The violence in Mexico is a major concern for Americans considering a trip to the country. Secretary Clinton's own State Department has a travel alert currently in effect for Mexico. It warns U-S citizens to be extra careful and use common sense precautions. That's kept some Americans from venturing south. But many are still going to Mexico -- on business, on vacation -- or to learn Spanish. Since the 1960s, the Mexican city of Cuernavaca has been attracting Spanish language students. The World's Katy Clark recently went to Cuernavaca -- which is just south of Mexico City.
Photos: Katy Clark
Clark: It's the kind of place Americans love to visit. It's charming, colonial -- and most importantly -- a world away from Mexico's violent border towns. Harriet Guerrero's lived in the city for nearly 40 years. She told me Cuernavaca easily lives up to it's nick-name, "the city of eternal spring."

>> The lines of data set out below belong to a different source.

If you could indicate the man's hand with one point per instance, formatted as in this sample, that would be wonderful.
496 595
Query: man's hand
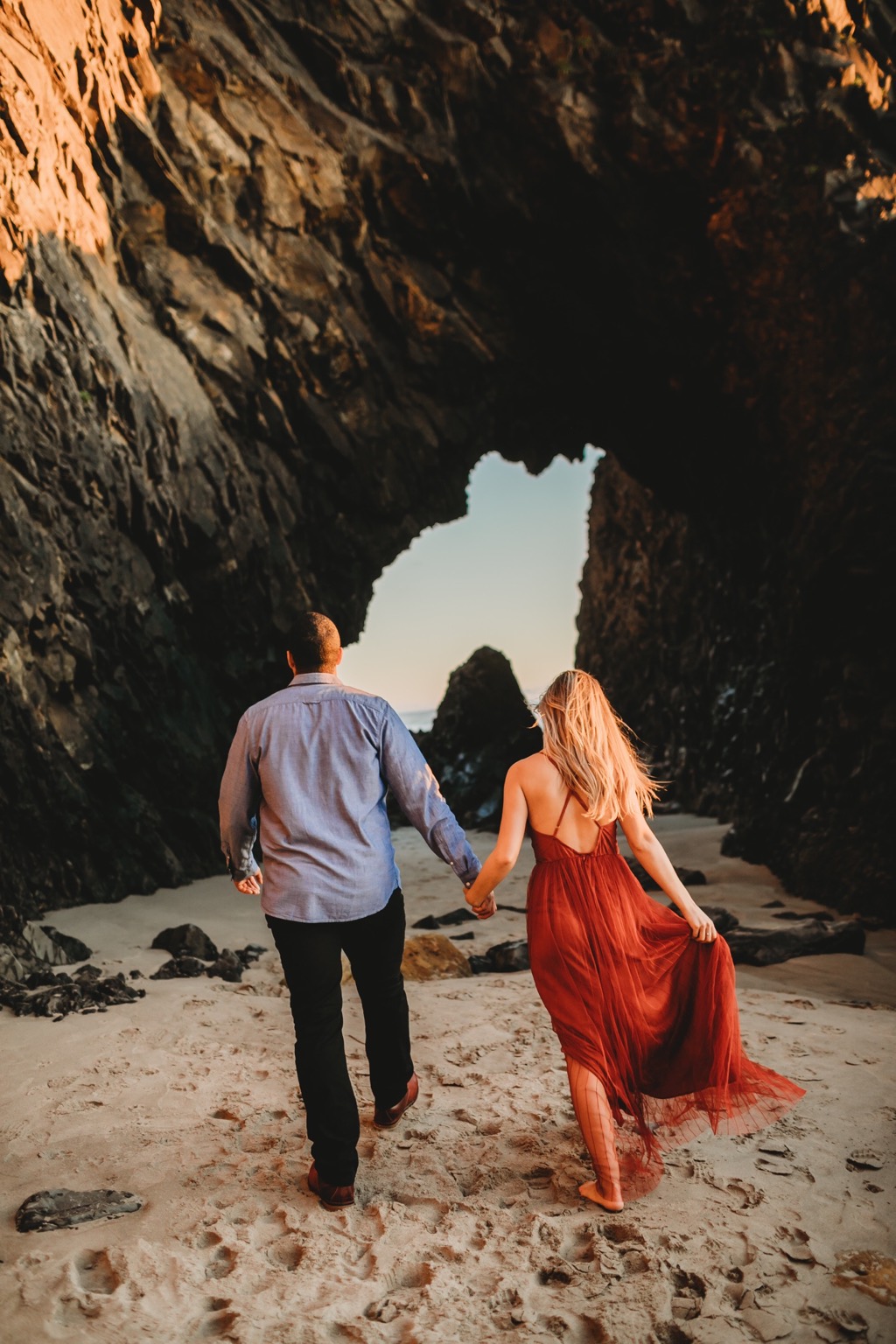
250 886
488 907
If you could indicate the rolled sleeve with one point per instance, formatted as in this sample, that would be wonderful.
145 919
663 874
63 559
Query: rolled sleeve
419 797
238 805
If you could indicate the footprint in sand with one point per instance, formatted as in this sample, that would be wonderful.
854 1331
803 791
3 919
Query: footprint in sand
222 1264
748 1195
688 1294
95 1273
864 1158
794 1243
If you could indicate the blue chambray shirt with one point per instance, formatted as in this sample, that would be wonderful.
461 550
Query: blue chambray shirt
306 773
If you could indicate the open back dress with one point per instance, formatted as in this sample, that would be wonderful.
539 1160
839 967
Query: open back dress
641 1004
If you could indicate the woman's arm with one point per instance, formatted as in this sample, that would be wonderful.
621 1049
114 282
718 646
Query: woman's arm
654 860
507 848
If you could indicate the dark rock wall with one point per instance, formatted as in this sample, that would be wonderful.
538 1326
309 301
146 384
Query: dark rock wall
481 727
277 276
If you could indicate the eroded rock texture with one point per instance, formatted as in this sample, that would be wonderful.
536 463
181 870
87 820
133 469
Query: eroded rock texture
277 276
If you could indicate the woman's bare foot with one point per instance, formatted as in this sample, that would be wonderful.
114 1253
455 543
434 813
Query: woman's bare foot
612 1203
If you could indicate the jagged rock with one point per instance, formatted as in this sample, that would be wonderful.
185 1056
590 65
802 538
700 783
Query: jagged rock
502 956
481 727
431 956
766 947
46 993
509 956
70 949
180 968
228 967
52 1208
186 941
690 877
289 270
24 947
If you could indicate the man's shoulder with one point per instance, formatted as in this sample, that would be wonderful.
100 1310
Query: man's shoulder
320 692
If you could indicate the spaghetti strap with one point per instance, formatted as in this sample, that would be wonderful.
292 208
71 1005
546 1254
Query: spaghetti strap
562 812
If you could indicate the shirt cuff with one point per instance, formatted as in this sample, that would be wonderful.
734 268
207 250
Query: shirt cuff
469 874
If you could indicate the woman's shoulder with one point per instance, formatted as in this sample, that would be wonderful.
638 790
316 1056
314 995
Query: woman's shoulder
531 767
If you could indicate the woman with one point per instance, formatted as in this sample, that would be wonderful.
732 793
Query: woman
642 1000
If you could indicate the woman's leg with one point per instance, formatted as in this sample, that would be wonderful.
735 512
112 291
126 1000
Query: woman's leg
598 1130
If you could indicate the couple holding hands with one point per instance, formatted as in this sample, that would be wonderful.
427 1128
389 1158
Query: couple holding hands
641 999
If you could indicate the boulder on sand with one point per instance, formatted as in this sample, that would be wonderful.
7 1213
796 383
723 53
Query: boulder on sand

Guerrero: "This is the Las Palmas area just south of downtown, about a mile south of downtown. Look at the pretty bougainvillea. The pink and white and orange. That's typical to this part."
Clark: Guerrero and her husband run the "Cemanahuac Educational Community" in Cuernavaca. Their's is one of more than a dozen language schools here catering to foreign visitors interested in learning Spanish. By the time they founded Cemanahuac in 1974, Cuernavaca was already a magnet for Spanish language learning. Guerrero says that's thanks to a Catholic priest named Ivan Illich.
Guerrero: "In 1961 he set up a center here to train priests who were going to work in Latin America ... to make them aware of what was happening in the church in Latin America."
Clark: Illich recruited Spanish language teachers from top American universities, and many of them stayed in Cuernavaca, later breaking off to form their own schools. Illich died in 2002. By then, about 10,000 foreigners a year were coming to Cuernavaca to study Spanish - that's still the case today. And they contribute $ 20 million a year to the city's economy. Around a thousand foreigners enroll annually at the "Cemanahuac Educational Community."
Clark: The class sizes are small. often only a few pupils at a time. That's part of Cemanahuac's appeal. While in Cuernavaca, students live with local families and go on field trips to explore Mexican culture.
Paul Harle took a semester off from the University of Texas at San Antonio to study at "Cemanahuac." He says his uncle recommended it.
Harle: "He came down here in the '70s, said Cuernavaca's great place.. And it's definitely shattered all my preconceptions of Mexico ... Kind of a void... Lively culture. Great people. Couldn't ask for anything more."
Clark: Harle's unusual in that he's spending 10 weeks at Cemanahuac. Harriet Guerrero says she's had to tailor her program in recent years to meet the increasingly demanding lives of students.
Guerrero: "We like to recommend 4 weeks as a minimum. One week is nothing. We get lots of businessmen that could only get away one week... Come and go throughout the year. We will have a few university groups that come for 3 week or 12 week session. But I guess the norm is coming down to 2-3 weeks."
Harriet Guerrero
Clark: Guerrero says the type of students she sees these days is also different. It's no longer just college kids looking to improve their Spanish ... but also Americans whose jobs are changing as a result of increased Mexican migration to the U.S.
Guerrero: "There's a college that will bring a group of community leaders... Librarians, policeman... They'll have their language and also special visits set up so they can understand more what's happening in their community as well with the new Mexican people in their towns."
Clark: Guerrero says students coming to Cuernavaca nowadays seem a little less adventurous than they were in the '70s and '80s. Back then people didn't need as much structure and security.In some ways, Christopher Davile is a throw back to those times. Davile lives in Minnesota, but grew up in Texas in a Mexican immigrant family.
Davile: "I grew up hearing Spanish but not really speaking Spanish."
Clark: Since coming to Cuernavaca, Davile's been singing in a local choir and volunteering at an after-school program for kids. He says someday he'd like to teach math to spanish-speaking students back in the states. For now, though, Davile is getting a kick out of looking like a local.
Christopher Davile
Davile: "When I'm with my friends here who are mostly white Americans I'm always looked at as the shady Mexican guy who's just trying to hit on all the girls or whatever. So people are always telling me go away, go away, go away. And I'm like I'm American. I'm their friends." Katy: lots of shady Mexican guys trying to hit on American girls? "Yeah, there are actually, it's very common."
Clark: But mainly what goes on is that thousands of Americans enjoy a peaceful vacation and learn the language of their southern neighbors.